Goals or resolutions are not supposed to be something that depresses you if you don't make them, they are supposed to be a motivator for change. If every year you make the same resolution or goal only because you failed at accomplishing it last year and the year before that and the year before that, then maybe you should change the goal or even stop focusing on it all together. Why do you keep beating your self up for something you obviously don't really want to do in the first place.

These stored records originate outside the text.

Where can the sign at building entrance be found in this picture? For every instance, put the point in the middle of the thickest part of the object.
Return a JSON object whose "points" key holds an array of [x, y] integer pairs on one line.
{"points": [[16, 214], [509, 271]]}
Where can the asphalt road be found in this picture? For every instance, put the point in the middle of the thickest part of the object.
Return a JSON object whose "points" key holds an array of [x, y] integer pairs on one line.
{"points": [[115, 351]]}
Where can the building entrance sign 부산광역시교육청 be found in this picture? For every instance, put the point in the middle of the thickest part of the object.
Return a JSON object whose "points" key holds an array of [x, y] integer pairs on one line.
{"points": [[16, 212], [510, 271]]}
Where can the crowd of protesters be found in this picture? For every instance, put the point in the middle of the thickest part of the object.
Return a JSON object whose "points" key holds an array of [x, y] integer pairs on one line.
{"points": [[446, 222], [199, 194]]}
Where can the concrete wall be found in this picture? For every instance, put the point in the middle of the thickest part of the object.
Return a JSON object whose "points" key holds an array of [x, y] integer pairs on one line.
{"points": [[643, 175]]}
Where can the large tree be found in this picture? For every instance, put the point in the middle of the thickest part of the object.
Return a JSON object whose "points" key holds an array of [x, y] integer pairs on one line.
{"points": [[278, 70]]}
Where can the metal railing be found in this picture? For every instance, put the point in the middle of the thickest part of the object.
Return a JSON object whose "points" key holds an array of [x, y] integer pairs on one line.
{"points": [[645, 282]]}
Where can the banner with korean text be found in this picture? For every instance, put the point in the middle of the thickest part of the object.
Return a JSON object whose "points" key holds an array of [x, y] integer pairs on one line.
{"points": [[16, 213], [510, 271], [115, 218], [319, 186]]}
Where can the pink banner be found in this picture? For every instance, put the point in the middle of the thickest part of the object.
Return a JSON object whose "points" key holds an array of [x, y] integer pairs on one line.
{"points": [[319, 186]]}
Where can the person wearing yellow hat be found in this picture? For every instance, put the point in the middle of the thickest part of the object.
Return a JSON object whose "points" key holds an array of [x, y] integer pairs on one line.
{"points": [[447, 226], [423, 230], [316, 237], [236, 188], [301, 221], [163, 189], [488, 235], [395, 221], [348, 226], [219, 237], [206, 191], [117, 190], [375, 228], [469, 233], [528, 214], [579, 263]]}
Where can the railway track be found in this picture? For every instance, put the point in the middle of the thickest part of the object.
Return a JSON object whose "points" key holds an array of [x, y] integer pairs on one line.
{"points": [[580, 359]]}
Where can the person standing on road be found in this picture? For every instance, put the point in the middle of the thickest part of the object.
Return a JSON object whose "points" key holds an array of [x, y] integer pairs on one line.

If you really do want to make a change then make the reason for that change bigger. Make the WHY you want to do this bigger the your excuse not to. A lot of people set the goal to loose weight. It usually has to do with vanity more then health. However, if the WHY was truly because you see your health declining, blood pressure on the rise or you being a candidate for diabetes or heart failure, you probably would focus on that as your "why" as opposed to wanting to look good in a bathing suit.
Here's another idea about the weight thing. Don't set a goal to "loose" the weight. Most things that are "lost" tend to have a way of being found again. Release the weight from your life, therefore you won't go looking to find it again.

Sit down with yourself and your spouse and figure out what you want to renew about yourself this year. What personally do you want to gain or release from your life as well as as a couple. What financially do you want to gain or are their goals you set you want to renew.

Goal setting as a couple is vital to knowing where you want to go together. What you what to do or accomplish as a family.